Avant de s’envoler pour Pékin, à la fin de janvier, elle refusait de se décrire comme la gardienne numéro un de la formation. C’est pourtant ce qu’elle a été, gardant les buts pour cinq des sept rencontres et maintenant un pourcentage d’arrêt de ,940. Certaines de ses coéquipières l’ont même qualifiée de « meilleure gardienne au monde ».

Décompresser

Mais Desbiens se dit simplement « vraiment heureuse » d’avoir occupé ce rôle.

En tant que gardienne de but, on veut toujours être celle qui aide son équipe à gagner. C’est celle qui est dans les buts qui fait les arrêts, donc je pense que j’ai vraiment adoré l’expérience.

Ann-Renée Desbiens

Cette médaille d’or, « c’est vraiment un rêve qui est devenu réalité ». Une réalité qu’elle partage avec famille et amis depuis son retour.

Les dernières semaines ont en effet été occupées. D’abord, elle s’est offert un court voyage de quatre jours avec quelques coéquipières, question de célébrer et, surtout, de décompresser. Puis, elle a rendu visite à son frère sur la Côte-Nord, en plus de passer beaucoup de temps dans son coin de pays, à Charlevoix.

« On a une patinoire ici, à Saint-Aimé-des-Lacs. On a joué au hockey avec des amis. »

Et la fameuse médaille chèrement gagnée, que compte-t-elle en faire ?

PHOTO MARTIN CHAMBERLAND, ARCHIVES LA PRESSE

Marie-Philip Poulin et Ann-Renée Desbiens

« Je n’ai pas encore de plan ! répond l’athlète de 27 ans. Pour l’instant, c’est plus de la traîner avec moi, de la partager avec les gens, les laisser prendre des photos avec elle. C’est certain qu’éventuellement, elle va retourner dans son petit coffre et être un peu plus tranquille, mais pour l’instant, elle va faire beaucoup de voyages. »

Ce vendredi, la hockeyeuse va d’ailleurs célébrer ses exploits avec les siens dans Charlevoix, au cours d’une activité publique prévue à l’aréna de Clermont.

Pas de pause

Après les Jeux de 2018, à PyeongChang,
Ann-Renée Desbiens croyait bien avoir tiré un trait sur ses années de hockeyeuse élite. Le cycle 2014-2018 et sa prolifique carrière dans la NCAA, à l’Université du Wisconsin, l’avaient laissée « mentalement fatiguée », avait-elle expliqué à La Presse en janvier 2020. Elle avait donc terminé sa maîtrise en comptabilité et commencé à travailler comme entraîneuse spécialisée.

Puis elle est revenue.
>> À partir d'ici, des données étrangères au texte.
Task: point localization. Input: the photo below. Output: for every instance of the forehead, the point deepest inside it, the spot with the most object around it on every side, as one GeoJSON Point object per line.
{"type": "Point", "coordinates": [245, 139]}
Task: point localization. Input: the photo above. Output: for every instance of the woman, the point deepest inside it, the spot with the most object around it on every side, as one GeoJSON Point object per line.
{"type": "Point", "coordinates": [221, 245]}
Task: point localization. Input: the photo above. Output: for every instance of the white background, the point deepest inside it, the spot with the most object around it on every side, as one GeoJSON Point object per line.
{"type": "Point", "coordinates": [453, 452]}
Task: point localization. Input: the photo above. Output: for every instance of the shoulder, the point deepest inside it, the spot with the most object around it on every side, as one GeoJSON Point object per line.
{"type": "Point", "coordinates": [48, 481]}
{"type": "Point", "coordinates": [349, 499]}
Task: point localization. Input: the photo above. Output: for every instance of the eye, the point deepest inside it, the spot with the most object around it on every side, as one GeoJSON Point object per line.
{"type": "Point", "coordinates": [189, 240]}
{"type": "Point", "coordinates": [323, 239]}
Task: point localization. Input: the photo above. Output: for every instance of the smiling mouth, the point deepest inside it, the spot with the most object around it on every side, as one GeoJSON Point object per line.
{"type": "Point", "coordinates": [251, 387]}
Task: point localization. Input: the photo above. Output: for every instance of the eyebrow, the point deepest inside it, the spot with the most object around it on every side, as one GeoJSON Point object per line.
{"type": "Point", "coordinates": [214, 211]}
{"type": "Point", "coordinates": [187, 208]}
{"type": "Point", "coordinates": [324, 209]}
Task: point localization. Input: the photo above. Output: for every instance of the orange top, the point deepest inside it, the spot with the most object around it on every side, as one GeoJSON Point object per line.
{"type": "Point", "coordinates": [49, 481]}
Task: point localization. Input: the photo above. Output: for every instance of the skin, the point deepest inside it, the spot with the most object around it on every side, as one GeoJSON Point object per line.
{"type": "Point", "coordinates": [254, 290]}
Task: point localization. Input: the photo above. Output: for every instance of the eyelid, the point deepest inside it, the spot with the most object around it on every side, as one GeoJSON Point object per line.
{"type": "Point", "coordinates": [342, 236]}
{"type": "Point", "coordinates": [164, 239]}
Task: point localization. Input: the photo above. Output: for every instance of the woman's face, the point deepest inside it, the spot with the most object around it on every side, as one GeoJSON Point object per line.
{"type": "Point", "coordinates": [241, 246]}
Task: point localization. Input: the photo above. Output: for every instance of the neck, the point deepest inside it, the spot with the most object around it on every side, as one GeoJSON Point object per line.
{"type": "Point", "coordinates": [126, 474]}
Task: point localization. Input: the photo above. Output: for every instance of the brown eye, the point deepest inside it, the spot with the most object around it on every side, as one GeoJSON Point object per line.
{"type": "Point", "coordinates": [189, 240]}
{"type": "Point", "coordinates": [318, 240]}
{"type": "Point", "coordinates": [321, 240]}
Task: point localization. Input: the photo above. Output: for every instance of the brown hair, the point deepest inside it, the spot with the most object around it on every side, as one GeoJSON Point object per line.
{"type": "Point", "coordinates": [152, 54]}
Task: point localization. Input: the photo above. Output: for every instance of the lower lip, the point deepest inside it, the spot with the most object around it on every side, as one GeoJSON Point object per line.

Et tenez-vous-le pour dit : cette fois-ci, elle n’accrochera pas ses jambières.

Je suis d’attaque pour les prochaines années. J’ai eu beaucoup de plaisir avec Hockey Canada depuis mon retour au hockey. Le changement qu’il y a eu sur le programme fait en sorte que dans l’équipe, on a beaucoup de plaisir ensemble, on s’amuse.

Ann-Renée Desbiens

Il y a de la pression, elle ne le nie pas, mais elle sait « mieux la naviguer maintenant », souligne-t-elle.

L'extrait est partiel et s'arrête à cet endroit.